Psychologists say most fears are learned. We are born with only two instinctive fears: fear of loud noises and fear of being dropped. I had a fear of being mauled by Chucky back in the first grade, but I got over it. I decided that I wasn't going to wait until I felt brave—I just acted brave, and in the end I was brave!
Even as adults we create fearful fantasies that simply don't match up to reality. This explains why fear is often described as "False Evidence Appearing Real." We become so focused on our fears that they become real to us—and as a result, we let them control us.
It's hard to imagine someone as big and successful as Michael Jordan being afraid. Yet during his induction into the NBA Hall of Fame, Jordan talked openly about how he often used his fears to drive himself to be a better athlete. At the conclusion of his speech, he said, "One day you might look up and see me playing the game at fifty. Oh, don't laugh, don't laugh.
Never say never. Because limits, like fears, are often just an illusion."
Jordan may have been a better basketball player than life coach, but he had a point. Follow the Jordan rules; recognize that fears are not real and soar past them, or put them to use. The key to dealing with your worst fears, whether it is fear of flying, fear of failing, or fear of relationships, is to recognize that the fear is not real. It is an emotion, and you can control your response to your emotions.
I had to learn this lesson early in my speaking career. I was very fearful and nervous. I did not know how people would respond to what I had to say. I wasn't sure they'd even listen to me. Fortunately, my first speaking engagements were to my fellow students. They knew me, and we were comfortable with each other. Over time I began speaking to larger youth groups and churches with only a few friends sprinkled into the crowd. Gradually I overcame my nervousness and fears.
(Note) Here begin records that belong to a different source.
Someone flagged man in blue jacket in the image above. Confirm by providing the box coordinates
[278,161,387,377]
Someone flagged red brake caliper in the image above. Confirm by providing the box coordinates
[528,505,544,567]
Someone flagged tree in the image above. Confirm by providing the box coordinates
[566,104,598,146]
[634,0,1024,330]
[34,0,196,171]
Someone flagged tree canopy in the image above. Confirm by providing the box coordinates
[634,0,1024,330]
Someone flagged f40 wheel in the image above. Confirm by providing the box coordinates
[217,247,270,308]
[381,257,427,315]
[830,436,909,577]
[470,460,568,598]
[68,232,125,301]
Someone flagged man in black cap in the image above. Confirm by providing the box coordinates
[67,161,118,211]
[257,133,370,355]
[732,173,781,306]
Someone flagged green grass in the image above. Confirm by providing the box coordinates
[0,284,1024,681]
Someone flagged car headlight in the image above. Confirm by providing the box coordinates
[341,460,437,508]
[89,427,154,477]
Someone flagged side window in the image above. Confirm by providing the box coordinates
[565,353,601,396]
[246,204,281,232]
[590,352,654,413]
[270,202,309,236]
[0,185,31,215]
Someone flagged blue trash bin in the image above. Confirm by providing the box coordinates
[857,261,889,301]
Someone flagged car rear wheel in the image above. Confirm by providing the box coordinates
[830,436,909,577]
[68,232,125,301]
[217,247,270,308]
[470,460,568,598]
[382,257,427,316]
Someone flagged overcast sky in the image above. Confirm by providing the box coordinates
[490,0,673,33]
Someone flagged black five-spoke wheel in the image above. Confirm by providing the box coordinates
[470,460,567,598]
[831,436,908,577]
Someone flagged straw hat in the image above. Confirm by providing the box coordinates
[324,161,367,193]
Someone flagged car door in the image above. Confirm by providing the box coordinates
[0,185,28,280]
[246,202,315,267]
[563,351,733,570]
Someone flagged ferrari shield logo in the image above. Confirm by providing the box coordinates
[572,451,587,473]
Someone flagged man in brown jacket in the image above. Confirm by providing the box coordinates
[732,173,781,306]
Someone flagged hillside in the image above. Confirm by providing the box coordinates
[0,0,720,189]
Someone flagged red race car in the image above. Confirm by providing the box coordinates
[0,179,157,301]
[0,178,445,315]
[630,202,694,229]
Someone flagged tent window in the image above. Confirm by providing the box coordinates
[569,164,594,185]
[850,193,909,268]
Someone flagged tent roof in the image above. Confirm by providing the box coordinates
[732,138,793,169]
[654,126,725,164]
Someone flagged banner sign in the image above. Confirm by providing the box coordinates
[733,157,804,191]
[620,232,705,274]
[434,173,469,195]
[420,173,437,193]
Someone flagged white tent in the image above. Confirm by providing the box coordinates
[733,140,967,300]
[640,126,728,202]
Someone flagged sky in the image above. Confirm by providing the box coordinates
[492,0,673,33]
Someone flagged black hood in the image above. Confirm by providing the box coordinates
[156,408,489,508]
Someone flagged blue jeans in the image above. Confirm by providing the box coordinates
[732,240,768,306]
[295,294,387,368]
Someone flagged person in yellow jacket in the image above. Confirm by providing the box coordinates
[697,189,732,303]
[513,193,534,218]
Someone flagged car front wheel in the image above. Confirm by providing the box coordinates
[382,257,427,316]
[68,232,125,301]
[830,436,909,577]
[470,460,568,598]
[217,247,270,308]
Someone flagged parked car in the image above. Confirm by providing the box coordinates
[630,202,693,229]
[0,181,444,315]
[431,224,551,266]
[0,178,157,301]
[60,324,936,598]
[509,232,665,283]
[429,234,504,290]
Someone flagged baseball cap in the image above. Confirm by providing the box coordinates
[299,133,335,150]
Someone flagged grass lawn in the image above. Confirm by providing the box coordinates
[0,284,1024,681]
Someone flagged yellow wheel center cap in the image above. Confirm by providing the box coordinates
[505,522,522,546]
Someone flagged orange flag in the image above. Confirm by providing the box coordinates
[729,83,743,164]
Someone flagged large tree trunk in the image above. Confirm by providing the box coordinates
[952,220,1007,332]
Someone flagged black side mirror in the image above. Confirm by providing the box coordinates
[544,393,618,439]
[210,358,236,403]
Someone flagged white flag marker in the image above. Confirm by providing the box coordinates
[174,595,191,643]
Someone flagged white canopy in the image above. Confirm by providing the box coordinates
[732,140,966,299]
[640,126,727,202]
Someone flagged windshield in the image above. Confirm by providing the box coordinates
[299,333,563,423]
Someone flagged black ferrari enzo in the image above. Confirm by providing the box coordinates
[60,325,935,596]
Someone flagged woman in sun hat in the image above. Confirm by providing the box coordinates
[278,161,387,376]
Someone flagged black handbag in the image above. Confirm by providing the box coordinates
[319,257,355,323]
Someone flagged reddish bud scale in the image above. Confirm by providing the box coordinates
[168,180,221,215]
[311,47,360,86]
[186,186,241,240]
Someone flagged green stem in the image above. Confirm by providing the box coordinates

I still experience fear when I am called to speak to many thousands of people, sometimes tens and hundreds of thousands. I go into remote areas of China, South America, Africa, and other parts of the world where I have no idea how people will receive me. I'm afraid I'll tell a joke that means something entirely different in their culture and they'll take offense. I use that fear to remind myself to always run my speeches by my interpreters and hosts before
I risk embarrassment.
I've learned to welcome my fear as a source of energy and as a tool to focus my preparations. If I'm afraid of forgetting my speech or messing something up, it helps me concentrate on reviewing and practicing my presentation.
Many fears are useful in that way. For example, it is a good fear that motivates you to snap on the seat belt because you don't want to be injured in a car accident. If your fear of catching a cold or a flu inspires you to wash your hands and take vitamins, that's good too.
Too often, though, we allow our learned fears to run amok. Instead of simply taking precautions to avoid catching a flu or cold, some people take it to an extreme by locking themselves in their homes and refusing to go outdoors. When our fears keep us from doing all we can do or from being all we can be, they are not reasonable.